Selanne had his moment in the team's final regular season game at the Honda Center. He grabbed his good friend and another Anaheim legend, Jean-Sebastien Giguere (who played for Colorado this season) and they skated around to a rousing ovation. The hashtag #TeemuForever is probably still trending on Twitter and it seems as though no one in hockey wants to see the 43-year-old Finn go.

Ducks take different approach than Kings in Game 7


Family, friends, former teammates - all are reaching out to him right now. Don't worry -- he'll call you back -- just maybe not right away.

"It's a situation you've got to enjoy and you've got to just block out all of the distractions and put them aside," Selanne said. "That's why I didn't talk to the media yesterday, I didn't want anybody to make too much about some player's very last game. It's not about that. All distractions shouldn't be here. We need the focus to be on this game and winning this game."

Selanne is 2-3 in Game 7s. He has scored a few Game 7 winners before and it's not out of the realm of possibility to think that he might score one Friday night. He's scored five points in seven games and played with an ageless sense of intensity and ferocity in the 2014 postseason.

But it's also not out of the realm of possibility to think that this could be his last time on the Honda Center ice. 

"It's live-and-die. Obviously we know what the situation is. We just do it. Very simple," he said. "I try to look at this as a big game. It's funny how it works.
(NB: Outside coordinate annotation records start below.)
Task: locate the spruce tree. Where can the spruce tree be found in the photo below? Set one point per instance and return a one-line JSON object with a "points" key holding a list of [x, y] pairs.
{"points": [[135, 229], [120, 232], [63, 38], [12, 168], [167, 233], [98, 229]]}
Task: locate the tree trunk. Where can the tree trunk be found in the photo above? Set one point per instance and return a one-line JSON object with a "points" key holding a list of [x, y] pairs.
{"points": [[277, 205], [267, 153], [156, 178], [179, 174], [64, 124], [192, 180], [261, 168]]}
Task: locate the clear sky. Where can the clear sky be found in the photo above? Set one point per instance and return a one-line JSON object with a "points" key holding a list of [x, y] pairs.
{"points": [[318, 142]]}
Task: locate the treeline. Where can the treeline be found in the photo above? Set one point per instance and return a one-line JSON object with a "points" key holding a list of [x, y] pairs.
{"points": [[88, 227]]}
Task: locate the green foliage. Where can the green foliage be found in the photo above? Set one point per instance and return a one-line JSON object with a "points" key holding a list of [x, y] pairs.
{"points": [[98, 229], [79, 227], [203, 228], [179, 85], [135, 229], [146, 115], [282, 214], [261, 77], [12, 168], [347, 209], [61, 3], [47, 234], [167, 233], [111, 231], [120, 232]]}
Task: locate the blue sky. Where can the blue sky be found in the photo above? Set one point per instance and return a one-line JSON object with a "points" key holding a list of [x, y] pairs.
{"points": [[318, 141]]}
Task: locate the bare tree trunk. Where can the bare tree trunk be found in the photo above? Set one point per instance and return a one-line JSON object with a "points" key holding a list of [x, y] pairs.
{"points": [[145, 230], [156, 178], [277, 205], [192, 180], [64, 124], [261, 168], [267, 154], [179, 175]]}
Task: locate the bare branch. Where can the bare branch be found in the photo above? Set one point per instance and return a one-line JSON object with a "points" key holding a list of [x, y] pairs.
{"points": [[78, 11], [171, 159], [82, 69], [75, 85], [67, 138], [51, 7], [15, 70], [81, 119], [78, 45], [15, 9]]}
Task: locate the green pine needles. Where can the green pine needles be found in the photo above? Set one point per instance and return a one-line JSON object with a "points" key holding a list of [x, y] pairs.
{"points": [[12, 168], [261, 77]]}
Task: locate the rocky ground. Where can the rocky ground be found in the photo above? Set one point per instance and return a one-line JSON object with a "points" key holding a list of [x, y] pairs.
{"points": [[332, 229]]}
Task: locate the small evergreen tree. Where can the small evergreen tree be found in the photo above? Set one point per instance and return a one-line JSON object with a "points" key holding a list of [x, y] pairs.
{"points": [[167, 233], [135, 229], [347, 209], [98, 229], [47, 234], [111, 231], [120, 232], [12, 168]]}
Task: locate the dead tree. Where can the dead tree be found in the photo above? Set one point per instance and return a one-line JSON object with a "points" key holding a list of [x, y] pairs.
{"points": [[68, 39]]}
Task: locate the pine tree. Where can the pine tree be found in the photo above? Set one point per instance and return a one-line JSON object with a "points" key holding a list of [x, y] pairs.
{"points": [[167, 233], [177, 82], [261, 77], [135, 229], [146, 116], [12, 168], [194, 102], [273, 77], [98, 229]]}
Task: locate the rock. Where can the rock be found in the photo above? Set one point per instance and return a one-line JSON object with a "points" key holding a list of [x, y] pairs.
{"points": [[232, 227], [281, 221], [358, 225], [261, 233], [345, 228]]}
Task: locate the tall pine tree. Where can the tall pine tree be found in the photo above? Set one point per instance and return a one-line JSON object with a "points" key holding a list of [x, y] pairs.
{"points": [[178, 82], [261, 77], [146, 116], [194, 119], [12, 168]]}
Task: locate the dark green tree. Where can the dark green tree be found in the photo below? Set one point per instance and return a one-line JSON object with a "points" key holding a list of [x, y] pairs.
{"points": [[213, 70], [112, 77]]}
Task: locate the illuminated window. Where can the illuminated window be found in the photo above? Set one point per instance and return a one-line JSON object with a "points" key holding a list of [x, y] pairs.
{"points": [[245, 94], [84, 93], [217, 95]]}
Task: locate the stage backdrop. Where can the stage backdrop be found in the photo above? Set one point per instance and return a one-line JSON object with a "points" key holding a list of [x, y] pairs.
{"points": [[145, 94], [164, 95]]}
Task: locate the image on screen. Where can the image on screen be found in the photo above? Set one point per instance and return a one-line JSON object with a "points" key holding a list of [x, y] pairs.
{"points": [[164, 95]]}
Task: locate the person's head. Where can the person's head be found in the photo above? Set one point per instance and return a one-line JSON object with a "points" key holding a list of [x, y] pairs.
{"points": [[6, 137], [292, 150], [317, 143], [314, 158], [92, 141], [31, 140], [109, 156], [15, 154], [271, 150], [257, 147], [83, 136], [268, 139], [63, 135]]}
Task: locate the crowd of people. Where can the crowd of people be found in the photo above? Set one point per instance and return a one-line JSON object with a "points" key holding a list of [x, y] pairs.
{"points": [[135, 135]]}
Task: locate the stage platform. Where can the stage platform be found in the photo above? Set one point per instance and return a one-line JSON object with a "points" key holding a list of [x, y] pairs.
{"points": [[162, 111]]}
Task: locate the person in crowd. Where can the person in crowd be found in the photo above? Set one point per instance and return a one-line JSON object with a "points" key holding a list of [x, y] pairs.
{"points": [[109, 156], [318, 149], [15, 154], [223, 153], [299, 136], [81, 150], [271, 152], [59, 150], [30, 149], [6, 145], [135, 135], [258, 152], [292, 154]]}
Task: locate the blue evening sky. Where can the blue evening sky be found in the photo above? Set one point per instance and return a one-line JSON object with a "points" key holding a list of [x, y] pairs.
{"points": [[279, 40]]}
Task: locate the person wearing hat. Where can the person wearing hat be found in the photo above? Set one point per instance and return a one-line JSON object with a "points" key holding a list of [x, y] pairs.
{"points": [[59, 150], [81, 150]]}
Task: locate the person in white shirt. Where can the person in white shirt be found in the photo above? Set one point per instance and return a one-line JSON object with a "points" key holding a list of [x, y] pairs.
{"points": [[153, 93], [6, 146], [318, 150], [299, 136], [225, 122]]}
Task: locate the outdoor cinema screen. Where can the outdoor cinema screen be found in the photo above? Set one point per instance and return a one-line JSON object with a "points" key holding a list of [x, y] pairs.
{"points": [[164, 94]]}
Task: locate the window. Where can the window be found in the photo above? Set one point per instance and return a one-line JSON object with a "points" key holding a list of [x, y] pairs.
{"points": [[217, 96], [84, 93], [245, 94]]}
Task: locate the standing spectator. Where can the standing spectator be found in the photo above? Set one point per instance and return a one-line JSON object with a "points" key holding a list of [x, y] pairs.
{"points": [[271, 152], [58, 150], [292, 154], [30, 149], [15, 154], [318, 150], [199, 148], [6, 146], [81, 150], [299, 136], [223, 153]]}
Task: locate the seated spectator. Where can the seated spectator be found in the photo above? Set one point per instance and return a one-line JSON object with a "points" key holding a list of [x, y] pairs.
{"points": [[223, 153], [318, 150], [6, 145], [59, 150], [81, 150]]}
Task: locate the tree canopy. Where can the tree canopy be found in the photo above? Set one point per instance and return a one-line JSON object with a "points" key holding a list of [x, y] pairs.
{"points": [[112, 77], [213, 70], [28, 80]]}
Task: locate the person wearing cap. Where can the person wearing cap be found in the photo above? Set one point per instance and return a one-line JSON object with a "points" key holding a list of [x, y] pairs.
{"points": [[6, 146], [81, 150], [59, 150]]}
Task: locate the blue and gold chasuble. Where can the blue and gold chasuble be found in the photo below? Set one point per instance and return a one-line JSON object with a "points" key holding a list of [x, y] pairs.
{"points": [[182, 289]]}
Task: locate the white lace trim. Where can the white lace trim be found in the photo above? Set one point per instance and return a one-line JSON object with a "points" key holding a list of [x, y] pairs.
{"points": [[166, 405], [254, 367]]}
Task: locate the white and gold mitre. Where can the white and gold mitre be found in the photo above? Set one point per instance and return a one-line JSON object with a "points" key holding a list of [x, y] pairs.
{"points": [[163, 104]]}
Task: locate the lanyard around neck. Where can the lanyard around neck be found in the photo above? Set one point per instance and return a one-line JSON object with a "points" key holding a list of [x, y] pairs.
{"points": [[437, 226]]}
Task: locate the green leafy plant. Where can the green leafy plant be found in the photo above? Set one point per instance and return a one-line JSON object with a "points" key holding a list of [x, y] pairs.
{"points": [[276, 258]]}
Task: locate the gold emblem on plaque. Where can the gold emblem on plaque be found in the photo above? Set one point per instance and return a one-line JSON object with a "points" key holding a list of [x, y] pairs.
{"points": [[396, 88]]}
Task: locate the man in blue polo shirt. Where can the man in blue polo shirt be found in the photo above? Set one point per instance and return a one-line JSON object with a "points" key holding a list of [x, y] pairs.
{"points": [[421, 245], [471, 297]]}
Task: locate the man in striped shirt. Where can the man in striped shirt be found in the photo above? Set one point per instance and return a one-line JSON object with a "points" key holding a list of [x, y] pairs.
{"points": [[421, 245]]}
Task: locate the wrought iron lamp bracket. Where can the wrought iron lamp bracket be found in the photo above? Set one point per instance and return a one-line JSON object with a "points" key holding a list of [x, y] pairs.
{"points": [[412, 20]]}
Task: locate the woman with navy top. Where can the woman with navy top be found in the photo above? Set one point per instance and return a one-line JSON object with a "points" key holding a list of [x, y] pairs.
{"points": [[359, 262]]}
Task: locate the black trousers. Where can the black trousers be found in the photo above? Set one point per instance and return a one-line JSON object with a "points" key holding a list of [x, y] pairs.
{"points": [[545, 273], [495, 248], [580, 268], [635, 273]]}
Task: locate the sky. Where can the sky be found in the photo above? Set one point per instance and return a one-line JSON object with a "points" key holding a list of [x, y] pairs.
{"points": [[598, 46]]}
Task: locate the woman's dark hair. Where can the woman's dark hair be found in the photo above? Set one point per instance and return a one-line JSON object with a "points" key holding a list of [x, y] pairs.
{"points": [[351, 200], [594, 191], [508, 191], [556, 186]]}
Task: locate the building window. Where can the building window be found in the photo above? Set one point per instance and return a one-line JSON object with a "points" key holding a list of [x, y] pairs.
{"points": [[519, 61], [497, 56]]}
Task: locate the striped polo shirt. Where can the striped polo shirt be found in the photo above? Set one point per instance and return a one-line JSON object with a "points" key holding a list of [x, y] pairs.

When we were down 2-0, had somebody said there would be a Game 7, we would have taken it."

Other morning skate notes

- Injured defenseman Willie Mitchell was on the ice with the Kings but Darryl Sutter quickly put to rest the notion that he might be ready to play Friday night. It was the first time Mitchell has skated since going down with an injury against San Jose on April 28.

"Skated once with the group," said head coach Darryl Sutter. "Not an option."

- The former Syracuse Crunch line of Patrick Maroon, Nick Bonino and Kyle Palmieri may be getting back together for Game 7. The Anaheim trio all skated together in the AHL before the Ducks switched their affiliation to the Norfolk Admirals and they skated together Friday morning as well. Dan Winnik skated on the fourth line with Mathieu Perreault and Selanne.

Kings no strangers to Game 7 pressure


"Maroon played with Bonino and Palmieri in the American League when they were the best line in the league," said Ducks' head coach Bruce Boudreau. "They've had moments up here that have been very good so we're just trying to create a little bit of chemistry.

"But depending on how the game goes, the lines might change an awful lot tonight."

- It's no secret that home teams have struggled in Game 7s throughout the 2014 Stanley Cup playoffs. Higher seeds are just 4-1 with the Rangers topping the Flyers in the Eastern Conference quarterfinals as the only exception.

The pressure is firmly on the shoulders of the Ducks.

"You know what, I'm just going from my own (experience), if I had a choice of coaching Game 7, I want it in my house," Sutter said. "And I've been through both. I lost Game 7 of a Stanley Cup final on the road, and you always think there's maybe one shift there somewhere that you could have made a difference in a close game."